In the case, the OCA panel ruled that an ex-employee’s income during their statutory severance and termination period is not subject to deduction as mitigation income from the damages award her former employer was ordered to pay.
The duty of the complainant to mitigate or lessen their damages is a basic principle of contract law, he says. In the case of wrongful dismissal, the claimant mitigates the damages if the plaintiff gets a job during the notice period.
“So the law of mitigation to some degree discourages people from doing what they should do because the employer is getting the full credit for the work,” says Fisher. “Now comes along this case.”
The appeal panel determined that when a terminated employee must take substantially inferior employment, the payment from that work is not mitigation income and won’t be deducted from the amount the former employer owes.
The complainant was a 62-year-old McDonald's manager who had another part-time job prior to her dismissal.
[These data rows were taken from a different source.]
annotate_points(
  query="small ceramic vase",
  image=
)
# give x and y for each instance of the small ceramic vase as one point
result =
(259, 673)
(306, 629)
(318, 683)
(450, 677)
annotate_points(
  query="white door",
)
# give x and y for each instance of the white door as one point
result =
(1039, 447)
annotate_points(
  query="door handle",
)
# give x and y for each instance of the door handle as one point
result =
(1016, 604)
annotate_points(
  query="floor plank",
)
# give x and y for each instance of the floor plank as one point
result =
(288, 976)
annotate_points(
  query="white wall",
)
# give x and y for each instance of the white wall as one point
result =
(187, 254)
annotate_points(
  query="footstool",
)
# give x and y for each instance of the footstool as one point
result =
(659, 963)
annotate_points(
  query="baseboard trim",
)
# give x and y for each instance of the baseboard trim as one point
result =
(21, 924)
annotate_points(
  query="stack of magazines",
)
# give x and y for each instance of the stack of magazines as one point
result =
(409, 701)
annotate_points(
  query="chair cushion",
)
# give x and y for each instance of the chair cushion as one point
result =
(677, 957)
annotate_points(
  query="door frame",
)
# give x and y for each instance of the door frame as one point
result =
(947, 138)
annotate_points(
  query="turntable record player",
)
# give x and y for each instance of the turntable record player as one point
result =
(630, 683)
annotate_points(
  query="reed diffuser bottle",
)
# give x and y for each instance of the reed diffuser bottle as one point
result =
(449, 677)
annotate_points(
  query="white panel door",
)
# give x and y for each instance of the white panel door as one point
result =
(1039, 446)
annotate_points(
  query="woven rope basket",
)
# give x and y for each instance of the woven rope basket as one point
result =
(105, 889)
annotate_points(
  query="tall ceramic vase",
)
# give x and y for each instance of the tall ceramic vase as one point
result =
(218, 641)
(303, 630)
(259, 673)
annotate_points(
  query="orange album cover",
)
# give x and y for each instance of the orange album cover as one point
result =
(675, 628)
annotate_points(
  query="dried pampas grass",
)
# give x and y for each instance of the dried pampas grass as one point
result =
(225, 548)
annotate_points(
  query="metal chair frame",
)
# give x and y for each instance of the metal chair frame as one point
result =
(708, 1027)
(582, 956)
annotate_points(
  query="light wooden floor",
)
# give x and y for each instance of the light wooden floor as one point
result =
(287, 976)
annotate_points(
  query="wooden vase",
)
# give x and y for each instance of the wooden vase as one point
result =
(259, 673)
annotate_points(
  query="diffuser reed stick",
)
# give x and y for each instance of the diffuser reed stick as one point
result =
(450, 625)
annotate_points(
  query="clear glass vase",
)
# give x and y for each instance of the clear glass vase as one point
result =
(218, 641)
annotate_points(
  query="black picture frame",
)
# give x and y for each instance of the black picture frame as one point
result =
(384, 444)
The income from that job, provided it was the same after the dismissal, was not subject to mitigation, so it didn’t lessen the amount her ex-employer owed her.
She did, however, take a non-managerial or lesser job during the notice period. The OCA decided that the lesser job would not trigger any mitigation deduction.
“The Court of Appeal confirmed a couple of things that changed the law, in my opinion,” says Fisher. “This case creates a new concept. It breaks the notice period into two parts and even gives them titles: statutory entitlement period and then the balance of the notice period.”
The OCA found that the statutory entitlement period is not subject to mitigation, but income earned during the balance of the notice period is subject to a deduction from mitigation income.
Given two identical situations, says Fisher, if one person works during the first part of the notice period that amount is not deducted from the sum he is owed by his former employer. However, if someone works during the latter period, earnings are deducted from the damages owed him.
“It creates inequity, to say nothing of the fact that there’s no such thing as a statutory entitlement period,” says Fisher. “We’re treating people in virtually identical situations — they’ve both been unemployed, they’ve both been fired. One guy gets a temporary assignment early, the other guy gets a temporary assignment late, one guy gets more money than the other. In my opinion, it’s an unnecessary unfairness, based purely on a technicality, which is when the income was earned.
“Mitigation income could never eat into your Employment Standards Act minimums. This case is different. It is setting up that statutory entitlement period and saying that it’s free of mitigation, any income you earn during that period will be ignored.”
The second aspect of the case that is of concern to Fisher is how that income from the lesser job was treated during the balance of the notice period. The OCA determined it is not deductible because it was a “vastly inferior” position.
“It’s created another area of conflict as to what is going to be interpreted to mean ‘much inferior’ or ‘vastly inferior,’” says Fisher. “Where’s the dividing line going to be?”